In an interview Monday with National Public Radio, President Barack Obama excoriated GOP efforts to defund his signature health care law, and made it clear that Republican leaders are wasting their time if they think he will negotiate over that or the debt ceiling.
NPR's Steve Inskeep asked Obama what he could offer as a way to avoid a government shutdown, which at the time of the interview was about half a day away.
“Steve, when you say, ‘What can I offer?' — I shouldn't have to offer anything,” Obama said. “They're not doing me a favor by paying for things that they have already approved for the government to do.”
He went on to say he is willing to talk to both political parties about “how we shape a budget that is investing in things like early childhood education, rebuilding our roads and bridges and putting people back to work, growing our economy, making sure that we've got the research and development we need to stay at the cutting edge and that deals with some of our long-term debt issues.”

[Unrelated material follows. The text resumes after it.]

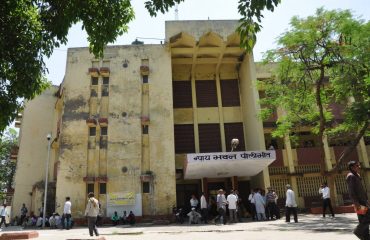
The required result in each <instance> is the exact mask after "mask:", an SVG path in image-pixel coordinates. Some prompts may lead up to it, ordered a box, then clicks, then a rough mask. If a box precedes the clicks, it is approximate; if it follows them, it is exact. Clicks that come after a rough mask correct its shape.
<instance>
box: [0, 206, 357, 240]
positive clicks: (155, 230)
mask: <svg viewBox="0 0 370 240" xmlns="http://www.w3.org/2000/svg"><path fill="white" fill-rule="evenodd" d="M298 221H299V222H298V223H294V222H292V223H286V222H285V220H284V219H280V220H277V221H266V222H251V221H246V222H242V223H236V224H229V225H212V224H209V225H187V224H183V225H175V224H171V225H166V226H154V225H150V224H145V225H144V224H143V225H137V226H132V227H131V226H126V225H125V226H118V227H101V228H99V232H100V235H101V236H102V237H104V238H105V239H107V240H108V239H109V240H110V239H112V240H115V239H128V240H139V239H140V240H169V239H171V240H172V239H175V240H197V239H205V240H210V239H217V240H222V239H228V240H229V239H235V240H244V239H248V240H251V239H253V240H266V239H274V240H287V239H290V240H317V239H325V240H355V239H357V238H356V237H355V235H353V234H352V230H353V228H354V227H355V226H356V224H357V217H356V215H355V214H353V213H352V214H338V215H337V216H336V218H335V219H331V218H328V217H327V218H325V219H323V218H322V217H321V216H319V215H299V216H298ZM9 231H22V230H20V229H16V227H8V228H6V229H3V231H2V232H9ZM23 231H25V230H23ZM37 231H38V232H39V235H40V236H39V238H37V240H39V239H40V240H44V239H45V240H46V239H48V240H50V239H51V240H62V239H63V240H66V239H96V237H90V236H89V234H88V230H87V228H86V227H85V228H74V229H71V230H37Z"/></svg>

In other words, Obama's happy to discuss all parts of his progressive, high-spending agenda. Anything other than that doesn't really interest him.
Oct. 17 is the date by which Congress must raise the federal borrowing limit. If the debt ceiling is reached and the country risks going into default, Inskeep asked, “you absolutely will not negotiate, even in that circumstance?” Obama: “Absolutely, I will not negotiate.”
We wrote this week that Republicans in Congress stand to gain in the long run if they show a willingness to give once in a while on issues of the day, instead of placing ideology above all else as some factions within the party would prefer. It's worth noting that Obama, clearly, can make it mighty difficult to get in the giving mood.